Red Hat AI engineers writing on the vLLM blog published the first comprehensive accuracy and performance study of TurboQuant, the KV-cache compression method Google Research has been touting since last year. Their conclusion lands roughly opposite to the marketing: FP8 quantization stays the safer default for production serving, and TurboQuant's headline memory savings come with a throughput tax that's hard to justify outside narrow deployment scenarios.
What the benchmarks actually show
The team ran four TurboQuant variants against BF16 and FP8 baselines on Llama-3.3-70B-Instruct, two Qwen3-30B configurations, and the 200B+ parameter MiniMax-M2.7. Five benchmarks covered both long-context retrieval and reasoning workloads. The accuracy story splits cleanly along bit-width lines.
The higher-bit variants, k8v4 (8-bit keys, 4-bit values) and 4bit-nc, hold up well. On Qwen3-30B's long-context retrieval pushed out to 256k tokens, both stayed within a couple of points of the BF16 baseline. The 4bit-nc variant gets you up to 3.4x KV-cache capacity at what the post calls a "modest" accuracy hit, which is honest framing for a 1-4 point drop.
The 3-bit variants are a different story. On Qwen3-30B-A3B-Thinking, the k3v4-nc and 3bit-nc configurations dropped roughly 20 points on AIME25 and LiveCodeBench-v6. On long-context retrieval at 256k, the relative AUC fell about 30%. Even MiniMax-M2.7, a much larger model that should absorb quantization noise better, took up to an 8-point hit on the same reasoning benchmarks. So much for the original paper's "absolute quality neutrality" framing once you go below 4 bits.
The throughput problem
Here's where the value proposition gets complicated. TurboQuant compresses KV-cache storage but dequantizes back to BF16 before attention compute. FP8, by contrast, runs attention directly on H100 FP8 Tensor Cores. That architectural difference shows up everywhere in the numbers.

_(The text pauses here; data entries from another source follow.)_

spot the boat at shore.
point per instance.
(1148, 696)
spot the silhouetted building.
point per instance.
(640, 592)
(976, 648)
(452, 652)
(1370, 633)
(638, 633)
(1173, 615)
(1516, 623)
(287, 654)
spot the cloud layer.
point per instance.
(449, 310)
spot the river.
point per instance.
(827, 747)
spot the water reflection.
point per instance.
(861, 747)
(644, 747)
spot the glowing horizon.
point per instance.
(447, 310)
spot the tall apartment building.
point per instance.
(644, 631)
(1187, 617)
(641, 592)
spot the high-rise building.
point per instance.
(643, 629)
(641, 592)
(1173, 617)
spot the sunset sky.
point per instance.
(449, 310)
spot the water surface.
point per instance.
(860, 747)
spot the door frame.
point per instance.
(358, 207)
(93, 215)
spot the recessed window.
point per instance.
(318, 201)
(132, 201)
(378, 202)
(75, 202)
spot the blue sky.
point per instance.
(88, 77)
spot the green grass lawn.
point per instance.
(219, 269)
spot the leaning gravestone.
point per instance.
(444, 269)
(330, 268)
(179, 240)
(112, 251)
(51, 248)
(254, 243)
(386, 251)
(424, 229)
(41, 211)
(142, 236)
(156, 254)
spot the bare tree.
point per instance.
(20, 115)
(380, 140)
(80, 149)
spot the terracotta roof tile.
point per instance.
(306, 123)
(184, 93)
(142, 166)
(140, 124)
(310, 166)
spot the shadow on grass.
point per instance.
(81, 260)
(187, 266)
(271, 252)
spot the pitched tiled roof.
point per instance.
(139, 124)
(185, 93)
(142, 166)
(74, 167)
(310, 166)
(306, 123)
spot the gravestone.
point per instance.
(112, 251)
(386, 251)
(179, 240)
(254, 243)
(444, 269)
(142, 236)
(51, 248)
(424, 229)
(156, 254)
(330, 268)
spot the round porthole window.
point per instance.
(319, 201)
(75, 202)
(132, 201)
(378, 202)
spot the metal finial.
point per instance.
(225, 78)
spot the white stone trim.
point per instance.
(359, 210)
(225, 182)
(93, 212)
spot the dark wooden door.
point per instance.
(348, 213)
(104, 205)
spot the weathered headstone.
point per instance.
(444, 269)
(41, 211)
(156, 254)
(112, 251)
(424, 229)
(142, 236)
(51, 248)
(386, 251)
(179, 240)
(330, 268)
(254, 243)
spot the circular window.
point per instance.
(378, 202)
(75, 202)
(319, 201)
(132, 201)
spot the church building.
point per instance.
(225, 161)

Latency overhead relative to BF16 ranges from 10% to 68% on Llama-3.3-70B depending on variant and batch size. Throughput drops to between 75% and 66% of BF16 for the same model. Under burst serving load, TurboQuant variants are 1.5x to 2.5x slower per output token than BF16. FP8 either matches BF16 throughput or beats it across the same metrics.
On the bigger Llama model, the TurboQuant tax climbs with batch size, which is the wrong direction for an inference-serving optimization. More requests means more KV-cache to dequantize, and the cost scales with the data being read.
So when is it actually useful?
There's one scenario where TurboQuant earns its place, and the vLLM team is straightforward about it. On Llama-3.3-70B running on 4xH100 with tight memory, BF16's P99 time-to-first-token at burst exploded to roughly 17 seconds as the system ran out of KV-cache room and queued requests. TurboQuant variants kept P99 TTFT under 3.5 seconds. FP8 stayed under 1.5 seconds, which makes it the better choice even here, but TurboQuant beats running out of memory.
"TurboQuant 4bit-nc offers a compelling memory-for-throughput tradeoff," the authors write, which is corporate-speak for "use it only when you're out of options."
The recommendation: stick with FP8 for almost everything, consider 4bit-nc for memory-constrained edge deployments after validating on the target workload, and avoid the 3-bit variants entirely for production. The FP8 post from three weeks earlier already made the case for FP8 as default; these results reinforce it.
A few caveats worth flagging. The tests cover only H100s, not Blackwell or AMD silicon where the FP8 advantage might look different. TurboQuant support in vLLM is also missing sliding-window and hybrid attention, which rules out a chunk of recent model releases. Support landed in vLLM 0.20.2 if you want to reproduce the numbers.